Der Stundenlohn war auch nach Auffassung des Arbeitsgerichtes sittenwidrig und damit handelte es sich um ein wucherähnliches Rechtsgeschäft.

Das ist im Arbeitsverhältnis immer dann anzunehmen, wenn der vereinbarte Lohn die „übliche Vergütung“ um mehr als 1/3 unterschreitet und dem Arbeitgeber eine verwerfliche Gesinnung vorzuwerfen ist. Diese verwerfliche Gesinnung kann z.B. im Ausnutzen einer Zwangslage bestehen. Bei einem Lohn, der sogar weniger als 50 % der üblichen Vergütung beträgt, geht die Rechtsprechung automatisch von Verwerflichkeit und damit Lohnwucher aus.

Die übliche Vergütung bestimmt sich dabei in erster Linie nach den Tarifverträgen der jeweiligen Branche und jeweiligen Region, wenn die Tariflöhne üblicherweise gezahlt werden.
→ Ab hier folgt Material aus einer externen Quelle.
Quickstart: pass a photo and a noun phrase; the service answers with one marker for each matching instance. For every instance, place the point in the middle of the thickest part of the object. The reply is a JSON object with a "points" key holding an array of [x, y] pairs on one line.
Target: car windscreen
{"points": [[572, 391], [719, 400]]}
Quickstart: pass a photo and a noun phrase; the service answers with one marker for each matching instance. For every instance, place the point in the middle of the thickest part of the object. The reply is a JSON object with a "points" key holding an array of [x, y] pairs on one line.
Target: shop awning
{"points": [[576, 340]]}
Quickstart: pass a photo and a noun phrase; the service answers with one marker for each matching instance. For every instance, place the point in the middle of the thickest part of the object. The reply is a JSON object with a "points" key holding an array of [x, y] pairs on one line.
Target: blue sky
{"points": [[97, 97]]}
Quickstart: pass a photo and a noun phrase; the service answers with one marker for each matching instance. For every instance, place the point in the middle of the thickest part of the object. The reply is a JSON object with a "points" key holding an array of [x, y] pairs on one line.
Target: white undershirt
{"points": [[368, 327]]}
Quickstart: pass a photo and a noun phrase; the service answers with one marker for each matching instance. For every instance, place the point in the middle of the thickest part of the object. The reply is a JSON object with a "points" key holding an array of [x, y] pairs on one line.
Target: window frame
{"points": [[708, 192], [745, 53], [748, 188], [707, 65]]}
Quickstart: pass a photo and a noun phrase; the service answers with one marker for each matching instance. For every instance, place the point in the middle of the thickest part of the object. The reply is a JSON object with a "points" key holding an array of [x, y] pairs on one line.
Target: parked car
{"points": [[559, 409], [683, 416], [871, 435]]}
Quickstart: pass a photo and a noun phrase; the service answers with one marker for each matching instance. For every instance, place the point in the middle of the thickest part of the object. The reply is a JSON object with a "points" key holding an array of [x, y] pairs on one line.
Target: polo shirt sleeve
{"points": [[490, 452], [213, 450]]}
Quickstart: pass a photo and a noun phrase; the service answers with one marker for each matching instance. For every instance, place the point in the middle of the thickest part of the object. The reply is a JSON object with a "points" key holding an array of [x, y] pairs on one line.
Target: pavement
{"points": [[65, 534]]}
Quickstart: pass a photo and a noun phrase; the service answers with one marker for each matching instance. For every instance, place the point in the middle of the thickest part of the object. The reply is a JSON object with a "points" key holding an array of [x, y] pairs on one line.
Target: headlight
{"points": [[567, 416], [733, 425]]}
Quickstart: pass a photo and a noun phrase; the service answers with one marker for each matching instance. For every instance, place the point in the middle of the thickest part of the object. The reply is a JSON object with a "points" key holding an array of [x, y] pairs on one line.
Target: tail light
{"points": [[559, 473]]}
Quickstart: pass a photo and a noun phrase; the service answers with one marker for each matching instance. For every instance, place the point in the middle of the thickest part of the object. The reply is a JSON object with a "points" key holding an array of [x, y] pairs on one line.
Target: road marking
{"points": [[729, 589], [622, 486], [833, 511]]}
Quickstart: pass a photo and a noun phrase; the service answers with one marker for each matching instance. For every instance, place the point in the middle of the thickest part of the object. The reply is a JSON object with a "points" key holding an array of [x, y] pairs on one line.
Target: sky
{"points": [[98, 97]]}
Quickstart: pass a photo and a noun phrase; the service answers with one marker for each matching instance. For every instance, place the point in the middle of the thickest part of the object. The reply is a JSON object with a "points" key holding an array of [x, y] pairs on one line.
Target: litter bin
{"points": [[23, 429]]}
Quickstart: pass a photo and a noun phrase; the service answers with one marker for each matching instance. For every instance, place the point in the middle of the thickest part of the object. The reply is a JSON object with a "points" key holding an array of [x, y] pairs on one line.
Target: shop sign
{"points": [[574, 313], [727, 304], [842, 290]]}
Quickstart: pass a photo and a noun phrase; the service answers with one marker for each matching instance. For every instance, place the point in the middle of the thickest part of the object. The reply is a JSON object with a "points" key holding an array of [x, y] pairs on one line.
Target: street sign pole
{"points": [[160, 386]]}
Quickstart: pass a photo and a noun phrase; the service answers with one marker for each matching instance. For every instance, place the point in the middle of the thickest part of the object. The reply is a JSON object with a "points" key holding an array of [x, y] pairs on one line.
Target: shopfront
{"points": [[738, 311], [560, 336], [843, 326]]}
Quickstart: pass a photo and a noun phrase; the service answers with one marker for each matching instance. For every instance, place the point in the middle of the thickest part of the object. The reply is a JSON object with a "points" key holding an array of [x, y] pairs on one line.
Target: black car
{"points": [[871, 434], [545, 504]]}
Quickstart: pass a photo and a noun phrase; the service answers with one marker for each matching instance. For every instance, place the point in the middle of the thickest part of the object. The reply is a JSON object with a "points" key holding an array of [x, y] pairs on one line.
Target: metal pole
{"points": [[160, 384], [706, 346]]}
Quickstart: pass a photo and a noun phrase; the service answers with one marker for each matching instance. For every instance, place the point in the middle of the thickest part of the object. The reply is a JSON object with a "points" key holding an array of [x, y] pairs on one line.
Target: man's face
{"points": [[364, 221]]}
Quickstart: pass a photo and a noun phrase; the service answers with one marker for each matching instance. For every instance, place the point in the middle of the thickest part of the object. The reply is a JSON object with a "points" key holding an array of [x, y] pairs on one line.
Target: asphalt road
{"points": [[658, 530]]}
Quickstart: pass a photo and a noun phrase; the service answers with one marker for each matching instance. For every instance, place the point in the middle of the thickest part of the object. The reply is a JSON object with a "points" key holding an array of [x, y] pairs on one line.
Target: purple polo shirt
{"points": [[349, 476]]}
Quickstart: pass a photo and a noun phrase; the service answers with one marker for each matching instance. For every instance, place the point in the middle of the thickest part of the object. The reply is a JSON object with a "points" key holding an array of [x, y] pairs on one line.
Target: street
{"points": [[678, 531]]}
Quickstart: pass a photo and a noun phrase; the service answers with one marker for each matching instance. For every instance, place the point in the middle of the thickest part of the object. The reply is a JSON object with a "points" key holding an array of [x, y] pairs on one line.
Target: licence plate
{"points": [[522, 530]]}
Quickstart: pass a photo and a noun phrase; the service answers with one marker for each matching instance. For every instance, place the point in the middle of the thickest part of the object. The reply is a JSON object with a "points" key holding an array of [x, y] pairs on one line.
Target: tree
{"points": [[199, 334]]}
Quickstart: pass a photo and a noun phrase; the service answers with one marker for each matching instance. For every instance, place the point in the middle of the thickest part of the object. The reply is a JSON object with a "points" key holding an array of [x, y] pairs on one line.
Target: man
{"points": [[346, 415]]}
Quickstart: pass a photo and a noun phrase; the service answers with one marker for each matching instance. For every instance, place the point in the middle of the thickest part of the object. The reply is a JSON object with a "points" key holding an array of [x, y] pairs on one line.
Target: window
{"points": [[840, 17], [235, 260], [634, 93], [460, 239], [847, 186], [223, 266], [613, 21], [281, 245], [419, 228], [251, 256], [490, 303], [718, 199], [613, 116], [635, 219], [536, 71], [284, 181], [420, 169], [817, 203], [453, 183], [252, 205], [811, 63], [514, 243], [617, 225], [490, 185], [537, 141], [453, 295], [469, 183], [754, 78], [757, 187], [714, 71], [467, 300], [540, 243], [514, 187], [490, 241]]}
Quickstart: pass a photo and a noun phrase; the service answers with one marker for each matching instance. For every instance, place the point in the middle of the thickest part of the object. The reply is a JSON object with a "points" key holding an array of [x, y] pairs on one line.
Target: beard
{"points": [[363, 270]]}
Ansonsten ist vom allgemeinen Lohnniveau im entsprechenden Wirtschaftszweig auszugehen.

Hier konnte die Klägerin sich auf den Mindestlohn für Gebäudereiniger berufen, der im entsprechenden Zeitraum 7,56 € betrug. Damit lag der vereinbarte Stundenlohn deutlich unter der Hälfte dieser maßgeblichen Vergütung.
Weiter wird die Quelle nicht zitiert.